As U.S. citizens, we each have the power to join with others to change the course of American history. For example, Republicans have the chance to show their children and grandchildren that they believe in equality for all when it comes to voting rights.
Right now, if you’re a Republican, it appears you support leaders who believe voting is a privilege reserved mostly for white people. Many Republicans voted for a racist Donald Trump — twice. But if you don’t agree with racism, you can leave a legacy of love and acceptance by advocating for the rights of others.
The problem of racism in the Republican Party is not just Trump. It’s widespread. Trump is out of office, yet 361 restrictive voting bills are being introduced by Republicans in GOP led state legislatures across the country.
These bills are designed to do such things as end automatic voter registration, limit voting by mail, stop Sunday voting and enact a number of other vote suppression measures, all steps that experts say disproportionately target Black voters.
Republican strategists know that people of color will comprise the majority of working class Americans by 2032. That’s why Republicans are desperately trying to suppress the vote of Black and brown Americans. Republican legislators aren’t going to say this openly. They talk in racist code about protecting “election integrity,” yet Republicans lost numerous election integrity court cases, having provided no substantive proof of voter fraud.
It wasn’t always this way among Republicans. The GOP had a hopeful beginning as a political party. The Republican Party was formed in 1854 in opposition to the Kansas Nebraska act that promoted the extension of slavery into additional American territories.
A Republican president, named Abraham Lincoln, emancipated Black Americans from slavery. The Republican Party offered encouragement to African American voters and black politicians in the post Civil War period. But things changed.
Republicans forgot the people they freed from slavery. They abandoned Black Americans on the road to freedom as they allowed racists in postbellum southern states to deconstruct reconstruction, enact laws to deprive Blacks of the vote and institute re-enslavement through unjust imprisonment and much more. By the time the 1960s came along two thirds of Blacks were Democrats.
In 2021, racism appears to be Republicans’ vision for America’s future. Of course, brown and Black Americans will not passively accept being deprived of their right to vote. After watching Trump supporters storm the U.S. Capitol, it takes little imagination to envision white racists’ potentially violent response to the outrage of minority voters.

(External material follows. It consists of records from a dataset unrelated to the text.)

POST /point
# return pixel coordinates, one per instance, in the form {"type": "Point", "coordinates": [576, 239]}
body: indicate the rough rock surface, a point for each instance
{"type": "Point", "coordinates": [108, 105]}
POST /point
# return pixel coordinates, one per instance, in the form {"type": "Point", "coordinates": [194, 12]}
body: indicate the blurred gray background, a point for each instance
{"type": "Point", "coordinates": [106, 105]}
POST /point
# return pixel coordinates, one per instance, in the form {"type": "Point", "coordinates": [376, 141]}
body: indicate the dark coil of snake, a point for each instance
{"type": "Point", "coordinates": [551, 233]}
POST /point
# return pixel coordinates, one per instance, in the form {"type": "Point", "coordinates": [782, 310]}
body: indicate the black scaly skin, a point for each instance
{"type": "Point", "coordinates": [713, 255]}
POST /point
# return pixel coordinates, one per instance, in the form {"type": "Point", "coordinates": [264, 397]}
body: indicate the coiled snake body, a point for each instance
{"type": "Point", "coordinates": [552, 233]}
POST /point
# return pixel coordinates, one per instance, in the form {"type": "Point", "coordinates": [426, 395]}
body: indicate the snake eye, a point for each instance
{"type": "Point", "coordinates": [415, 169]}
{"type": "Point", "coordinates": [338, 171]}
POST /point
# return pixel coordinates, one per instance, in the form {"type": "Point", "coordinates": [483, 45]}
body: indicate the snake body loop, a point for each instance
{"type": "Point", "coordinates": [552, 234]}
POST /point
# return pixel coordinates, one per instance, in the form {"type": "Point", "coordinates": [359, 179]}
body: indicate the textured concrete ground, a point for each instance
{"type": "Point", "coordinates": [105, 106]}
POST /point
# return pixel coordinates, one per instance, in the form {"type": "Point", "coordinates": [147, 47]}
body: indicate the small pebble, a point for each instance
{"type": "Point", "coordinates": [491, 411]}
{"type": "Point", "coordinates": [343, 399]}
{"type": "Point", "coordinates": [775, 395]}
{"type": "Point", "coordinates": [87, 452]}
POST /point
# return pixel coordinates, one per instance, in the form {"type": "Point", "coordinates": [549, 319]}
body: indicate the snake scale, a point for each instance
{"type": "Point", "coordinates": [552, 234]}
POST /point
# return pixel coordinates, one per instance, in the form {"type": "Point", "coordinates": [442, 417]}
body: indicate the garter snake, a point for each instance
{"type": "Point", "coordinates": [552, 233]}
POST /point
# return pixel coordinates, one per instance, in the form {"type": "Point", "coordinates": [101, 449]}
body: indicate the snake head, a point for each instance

A few words borrowed from Dylan Thomas paint an apt picture of a potential future conflict:
“Though wise men [and women] know what is right,” many white Americans will not share political power without a bloody fight. They will “rage, rage against the dying of their might, burn and rave at close of day.”
If Republican voters, like you, don’t agree with new “Jim Crow” laws designed to stop Black and and brown voters from having access to the polls, then what are you doing to stop GOP legislators from targeting minority voters?
As a Republican, you can prevent a civil war over civil rights by treating others as you wish to be treated. You can open your hearts to persons you imagine as “not like us.” You can make allies instead of enemies. You can recruit voters of color instead of suppressing them.
The heart of a person is revealed in their actions or inaction. Lack of effort to help remedy injustice reveals a person’s indifference to cruelty and inequality.
Republicans, GOP representatives in government can act to promote voter access for brown and black Americans. They will do this only if tens of thousands of Republican voters, like you, choose to act for racial justice and pressure Republican legislators to protect the right to vote for all Americans.
Decide now what you will do, because your own character and the fate of your country are tied to the rails before the roaring engine of radical GOP racial politics. What happens next is up to you. Whatever you do —will be your personal legacy on racial injustice.
Eric Hubner, Volcano, Hawai’i, received both bachelor’s and master’s degrees from Brigham Young University, as well as a master of social work degree from the State University of New York. He is a retired mental health therapist and school social worker, who also worked in the addiction field and coordinated services for families at risk of child abuse and neglect.